MAY 10, 1999:  They've had a little over a month to settle into their new jobs, so I guess it's time to issue a little progress report on our TV talk show hosts du jour: Craig Kilborn and Jon Stewart.

Kilborn, of course, dipped his wick into the world of professional talk shows by hosting Comedy Central's "The Daily Show"--an irreverent send-up of nightly news programs. Thanks to Kilborn and the show's crack staff of media wags, "The Daily Show" became a cult favorite, quickly surpassing "Saturday Night Live" in the area of TV news satire (not a hard task now that gruff frat boy Colin Quinn has taken over "SNL's" Weekend Update anchor position).

Once the show became a breakout hit, Kilborn found himself courted by the big broadcast boys at CBS to take over for Tom Snyder in the sinking, post-Letterman time-slot. Kilborn, naturally, jumped ship, and fans worried who could possible replace Kilbie behind the "Daily Show" desk. CC execs came up with a coup and paid big bucks to land comedian/occasional movie star Jon Stewart.

Kilborn's transition to CBS has been a rocky one. On basic cable, Kilborn's snarky attitude came off as edgy. Now that he's playing with the big boys, it seems affected and smug. He's never been a professional interviewer, and "The Daily Show" never required him to be. Now that he's actually forced to talk to guests (a sub-par selection thus far), he seems uncomfortable--a trait that could change with time. Kilborn's new set for "The Late, Late Show" doesn't seem to be helping matters. The standard talk show set (desk, couch, fake window overlooking fake Los Angeles skyline) feels dark and claustrophobic.

Kilborn's biggest problem is his dogged retention of old "Daily Show" gags. Having Kilborn read the day's headlines is a weary throwback to his old gig. Without the "Daily Show" writers, it's just not as funny. Dennis Miller ground his act into the dirt by dragging his old "SNL" Weekend Update gag along to every talk show he ever hosted. Kilborn would be advised to dump it. Similarly, the once hilarious "Five Questions" segment in which Special K grills guests on silly trivia seems out of place. It made sense on "The Daily Show" since guests only appeared for about three minutes, and the rapid-fire quiz was a funny way of dealing with the truncated time. Tossing out "Five Questions" after Kilborn has already talked to a guest for 10 minutes or so is a little weird--it's really just "Five More Questions."
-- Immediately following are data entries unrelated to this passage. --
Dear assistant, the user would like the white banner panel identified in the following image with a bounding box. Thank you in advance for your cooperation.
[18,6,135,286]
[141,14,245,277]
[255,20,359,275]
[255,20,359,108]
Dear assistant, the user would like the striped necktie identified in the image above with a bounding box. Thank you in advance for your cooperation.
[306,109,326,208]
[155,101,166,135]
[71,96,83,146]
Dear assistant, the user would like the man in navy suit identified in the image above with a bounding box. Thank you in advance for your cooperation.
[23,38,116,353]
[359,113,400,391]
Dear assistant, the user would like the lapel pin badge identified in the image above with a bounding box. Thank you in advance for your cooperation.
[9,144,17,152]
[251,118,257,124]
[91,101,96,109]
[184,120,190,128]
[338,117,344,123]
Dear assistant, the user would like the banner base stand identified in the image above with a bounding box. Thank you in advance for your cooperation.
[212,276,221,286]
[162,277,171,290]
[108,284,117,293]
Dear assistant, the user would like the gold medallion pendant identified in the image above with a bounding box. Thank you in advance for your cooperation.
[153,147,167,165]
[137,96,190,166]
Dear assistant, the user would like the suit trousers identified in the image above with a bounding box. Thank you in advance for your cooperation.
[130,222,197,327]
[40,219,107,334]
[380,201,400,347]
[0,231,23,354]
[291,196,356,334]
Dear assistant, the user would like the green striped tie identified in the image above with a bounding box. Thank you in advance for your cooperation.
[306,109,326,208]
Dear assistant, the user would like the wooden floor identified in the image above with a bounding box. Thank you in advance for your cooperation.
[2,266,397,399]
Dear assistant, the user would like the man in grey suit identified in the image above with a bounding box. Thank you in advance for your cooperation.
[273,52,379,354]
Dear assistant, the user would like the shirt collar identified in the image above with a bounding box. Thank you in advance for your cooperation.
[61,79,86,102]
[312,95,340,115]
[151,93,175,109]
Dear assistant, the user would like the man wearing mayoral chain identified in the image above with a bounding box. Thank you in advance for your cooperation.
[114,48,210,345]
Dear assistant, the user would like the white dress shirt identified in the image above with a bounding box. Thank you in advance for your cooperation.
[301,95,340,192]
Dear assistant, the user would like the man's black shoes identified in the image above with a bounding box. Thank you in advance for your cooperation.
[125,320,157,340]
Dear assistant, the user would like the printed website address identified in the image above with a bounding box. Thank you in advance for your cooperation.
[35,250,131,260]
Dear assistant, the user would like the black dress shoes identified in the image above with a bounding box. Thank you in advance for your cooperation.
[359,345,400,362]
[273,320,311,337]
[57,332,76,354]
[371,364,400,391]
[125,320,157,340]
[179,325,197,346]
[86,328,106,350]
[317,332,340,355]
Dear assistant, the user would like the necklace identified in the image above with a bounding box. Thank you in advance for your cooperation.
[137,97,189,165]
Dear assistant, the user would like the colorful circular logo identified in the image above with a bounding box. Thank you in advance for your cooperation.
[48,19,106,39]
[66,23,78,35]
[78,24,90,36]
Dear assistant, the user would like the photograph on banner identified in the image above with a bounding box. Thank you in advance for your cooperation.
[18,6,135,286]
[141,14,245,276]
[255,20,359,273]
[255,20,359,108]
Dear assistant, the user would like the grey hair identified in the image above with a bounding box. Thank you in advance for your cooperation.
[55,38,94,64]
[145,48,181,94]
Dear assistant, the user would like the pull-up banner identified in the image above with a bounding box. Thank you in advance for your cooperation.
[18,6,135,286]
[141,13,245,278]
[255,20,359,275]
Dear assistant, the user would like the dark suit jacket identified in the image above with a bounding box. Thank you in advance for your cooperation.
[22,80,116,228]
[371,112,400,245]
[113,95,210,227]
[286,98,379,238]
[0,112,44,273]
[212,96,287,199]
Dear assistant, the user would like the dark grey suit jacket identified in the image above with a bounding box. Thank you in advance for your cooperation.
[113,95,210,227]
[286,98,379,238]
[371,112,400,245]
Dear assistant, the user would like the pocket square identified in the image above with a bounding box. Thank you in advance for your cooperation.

Jon Stewart, on the other hand, has weathered his new hosting duties over at "The Daily Show" admirably. Whereas Kilborn has grown more cocky and phony, Stewart has unleashed an energetic, eager-to-please charm. Stewart's versatility has given a shot of fresh air to "The Daily Show." Stewart is at once funny, rude and self-deprecating and has displayed an unerring ability to "read" his audience.

Kilborn's report card: C--Needs improvement.

Stewart's report card: A--Plays well with others.